Viewpoint: Emmanuel Macron and ‘the white heat of technology’

28 Sep 2017 | Viewpoint

French President would give science and technology the biggest role in Europe’s future since the 1960s

Richard Hudson, Editor-in-chief & Vice Chair of the Board of Science|Business

BRUSSELS – In his speech Tuesday on Europe’s future, French President Emmanuel Macron harkened back to the 1950s and the Franco-German founding of post-war Europe, saying, “The time when France proposes is back.” For those interested in science, education and technology policy, that is a message they should greet with joy.

The speech had lots of grand ideas: A new European agency for innovative disruption, a European diploma, a broadening of the Erasmus exchange programme to all young people regardless of degree. In the aftermath, we have heard much grumbling from policy experts that Macron’s ideas are either too bold or too old. Maybe. We don’t know enough about the details yet to judge (the French bureaucracy is, itself, having a hard time keeping up with the President’s flood of ideas.)

But the specifics don’t matter. What counts is the message: That knowledge is at the core of what defines Europe, and unites it; that science can help solve our problems; that education can lift people; and that technology, far from being something to fear in globalisation, can be Europe’s competitive edge in the world.

In short, for the first time in 50 years, a heavy-weight European leader is a techno-optimist: knowledge counts.

The power of ideas

Deliberately, Macron spoke from one of the world’s oldest and most famous universities.

“To come and speak at the Sorbonne … means a lot. We are all aware of the prestige of this hall. But the Sorbonne is not about this prestigious building. It’s about an idea, an idea carried forth by some scholars and their students who built their future seated on straw.

“Europe is also an idea, an idea borne for centuries by pioneers, optimists, visionaries and, in order that it not end, is up to us to carry forward.”
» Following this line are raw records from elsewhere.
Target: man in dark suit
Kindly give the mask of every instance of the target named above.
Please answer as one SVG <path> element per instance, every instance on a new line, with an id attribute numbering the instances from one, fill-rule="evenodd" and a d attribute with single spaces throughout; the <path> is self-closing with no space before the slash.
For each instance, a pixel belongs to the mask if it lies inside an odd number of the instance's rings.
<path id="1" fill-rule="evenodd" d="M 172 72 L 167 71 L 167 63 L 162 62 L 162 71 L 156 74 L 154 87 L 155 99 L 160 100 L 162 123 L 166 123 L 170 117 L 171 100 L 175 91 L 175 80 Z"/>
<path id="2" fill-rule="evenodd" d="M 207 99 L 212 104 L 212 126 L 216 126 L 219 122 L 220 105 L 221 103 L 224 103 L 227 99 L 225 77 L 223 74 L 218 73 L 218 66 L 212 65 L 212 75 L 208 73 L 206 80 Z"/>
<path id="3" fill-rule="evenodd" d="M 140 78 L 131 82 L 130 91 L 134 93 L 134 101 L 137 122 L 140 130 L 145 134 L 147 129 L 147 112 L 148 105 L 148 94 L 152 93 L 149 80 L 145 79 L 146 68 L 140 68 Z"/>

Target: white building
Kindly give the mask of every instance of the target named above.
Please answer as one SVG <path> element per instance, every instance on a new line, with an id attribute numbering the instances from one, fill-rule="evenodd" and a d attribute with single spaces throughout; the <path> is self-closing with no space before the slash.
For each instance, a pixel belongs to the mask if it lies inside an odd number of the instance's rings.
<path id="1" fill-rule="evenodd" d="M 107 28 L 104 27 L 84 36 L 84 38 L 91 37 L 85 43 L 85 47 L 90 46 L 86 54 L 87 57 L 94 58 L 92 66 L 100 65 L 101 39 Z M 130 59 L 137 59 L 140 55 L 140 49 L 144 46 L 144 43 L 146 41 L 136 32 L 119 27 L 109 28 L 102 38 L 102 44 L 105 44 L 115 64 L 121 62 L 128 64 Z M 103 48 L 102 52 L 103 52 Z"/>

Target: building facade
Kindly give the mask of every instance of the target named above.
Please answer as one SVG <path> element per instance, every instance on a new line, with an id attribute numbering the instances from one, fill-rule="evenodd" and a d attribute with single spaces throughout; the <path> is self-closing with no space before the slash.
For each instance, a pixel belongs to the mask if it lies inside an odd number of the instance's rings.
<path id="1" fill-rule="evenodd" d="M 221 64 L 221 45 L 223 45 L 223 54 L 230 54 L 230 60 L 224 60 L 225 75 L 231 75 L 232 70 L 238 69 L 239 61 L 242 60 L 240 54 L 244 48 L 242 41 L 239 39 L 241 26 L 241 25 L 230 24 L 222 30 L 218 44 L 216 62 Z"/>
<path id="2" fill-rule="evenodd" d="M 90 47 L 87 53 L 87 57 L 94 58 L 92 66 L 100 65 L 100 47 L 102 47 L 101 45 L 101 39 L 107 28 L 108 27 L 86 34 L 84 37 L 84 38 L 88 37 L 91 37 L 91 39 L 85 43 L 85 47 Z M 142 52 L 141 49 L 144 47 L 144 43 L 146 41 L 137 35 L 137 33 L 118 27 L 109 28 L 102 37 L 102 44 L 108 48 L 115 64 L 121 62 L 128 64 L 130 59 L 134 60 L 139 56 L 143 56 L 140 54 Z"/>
That kind of high language is rare from any of our leaders in these days of 140-character Tweet storms, online race-baiting and Facebook hate-advertising. By force of rhetoric alone, it can help move Europe’s political conversation past the disappointing German election results of Sunday.

But it also brings us back to an earlier time, when technology was widely viewed as a force for progress. The 1960s, despite social and political turmoil as deep as ours today, was also the decade of Concorde, nuclear power, the Apollo mission, colour television and household appliances. It was in 1963 that another charismatic leader, Harold Wilson, delivered his famous ‘white heat of technology’ speech (now often misquoted). “We are re-defining and we are re-stating our socialism in terms of the scientific revolution,” Wilson told a Labour Party conference. A new Britain “will be forged in the white heat of that revolution.”

What the polls say

Macron’s speech is on the same historic plane. That he should so forcefully express his techno-optimism further demonstrates his political courage – because any pollster can, and probably did, warn him that technology is a tricky issue.

While we like our antibiotics, smartphones and airplanes, we fear unemployment and globalisation. A 2014 Eurobarometer survey charted the complexity.  While 65 per cent of Europeans surveyed thought science and technology would make things better in 15 years for their health, they were not so optimistic about the impact on other domains (54 per cent thought it would help climate change, and 50 per cent, housing.) The Nordic countries, Ireland, Malta and Spain are optimists. Austrians, Germans, Greeks and Italians are pessimists. France is middling.

And that is exactly why Macron’s speech is important. It asserts the positive, identifying knowledge as one of the key attributes that will unite, rather than divide, Europe. For anybody who thinks money for education, research and innovation is important – whether in Brussels, Paris or Bucharest – this is succor. For anybody who wants a more forward-leaning set of industrial, trade and social policies, this is unexpected support from a nation whose political class more often looks back than forward.

So for us, we will look at the details of Macron’s plans with huge interest. But we will not let the fine print blind us to the extraordinary opportunity that his rhetorical master-stroke affords us. He has reshaped the political game board for education, science and technology. It is up to others now to make the next move.